Hairstyles, Hair Care & Fashion

How To Grow Out Your Bangs

So you have a soft spot for bang-maidens such as Brigitte Bardot and Alexa Chung, and decided to take the plunge... And most probably ended up entangled in the notoriously love-hate relationship with your freshly cut bangs. Bangs can make any old hairstyle seem unique, and have the uncanny ability to change the whole look of your face. But when you get fed up with it, it gets old fast!
Fear not, for we have the best tricks in the book to help you swiftly along the prickly road of growing out your bangs. I do have one sage piece of advice concerning this road though; it will be much more pleasant if you take your hairdresser along for the ride. Go to your hairstylist and tell her that you want to grow out your bangs. Contrary to popular belief, there are actually quite a lot of hairdressers who have the ability to envisage what YOU want to do with your hair.

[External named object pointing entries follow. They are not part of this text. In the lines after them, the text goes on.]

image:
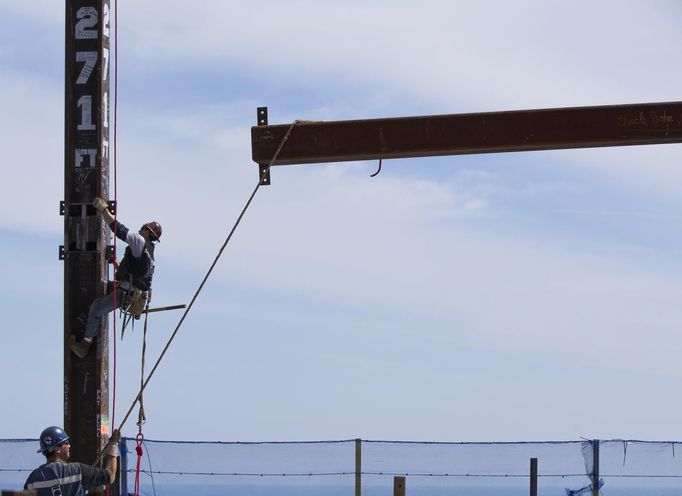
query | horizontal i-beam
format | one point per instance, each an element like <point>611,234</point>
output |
<point>456,134</point>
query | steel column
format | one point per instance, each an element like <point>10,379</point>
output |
<point>86,175</point>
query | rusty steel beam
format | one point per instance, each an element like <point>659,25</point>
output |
<point>457,134</point>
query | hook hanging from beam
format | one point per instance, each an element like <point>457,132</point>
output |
<point>378,170</point>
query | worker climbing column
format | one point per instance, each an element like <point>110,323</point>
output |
<point>85,251</point>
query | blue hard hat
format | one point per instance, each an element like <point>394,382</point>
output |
<point>51,437</point>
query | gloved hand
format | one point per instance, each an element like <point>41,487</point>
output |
<point>111,449</point>
<point>100,204</point>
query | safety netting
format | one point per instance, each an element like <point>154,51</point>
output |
<point>564,468</point>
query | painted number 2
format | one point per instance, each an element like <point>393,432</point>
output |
<point>87,21</point>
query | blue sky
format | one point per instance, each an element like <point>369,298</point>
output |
<point>495,297</point>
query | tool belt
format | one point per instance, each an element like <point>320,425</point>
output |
<point>136,301</point>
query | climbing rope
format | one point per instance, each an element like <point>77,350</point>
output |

And in doing so, ignore their own scissor-happy instincts that seem to be sovereign in the species of hairstylists!
Trimming & Thinning
Firstly, place the palm of your hand flat on your bangs so that you can see the actual line of your bangs. You want to make sure that your fringe runs in a straight line, so that when it grows out, it grows out evenly. If it’s not straight, wait until your fringe hangs at least over your eyebrows, and then trim it ever so slightly so that the bangs hang in a straight line. You could decide to do the trimming on your own, or you could follow my advice and go to the hairdresser to help you with this. If you do go to the hairdresser, make it very clear that you are in the process of growing out your fringe, so that you’re on the same page concerning your future hairstyle.
Bangs and thinning scissors

Thinning out your bangs with thinning scissors is also a great way to help you cope with the bulk. I strongly suggest that you leave this particular step to the professionals though. In the first place you need to have thinning scissors to do this (professional cutting scissors with a specialised blade designed to reduce the bulk of the hair but not reducing the length), which the majority of DIY stylists have little knowledge of. Secondly, if you use the thinning shears in excess or implement an improper technique, you will most probably end up with a scraggly-looking fringe with incontrollable pieces of short hair sticking up in the air. This is a bad look for a girl, not one that even ascendant bang-maiden of all time, Brigitte Bardot would attempt to pull off.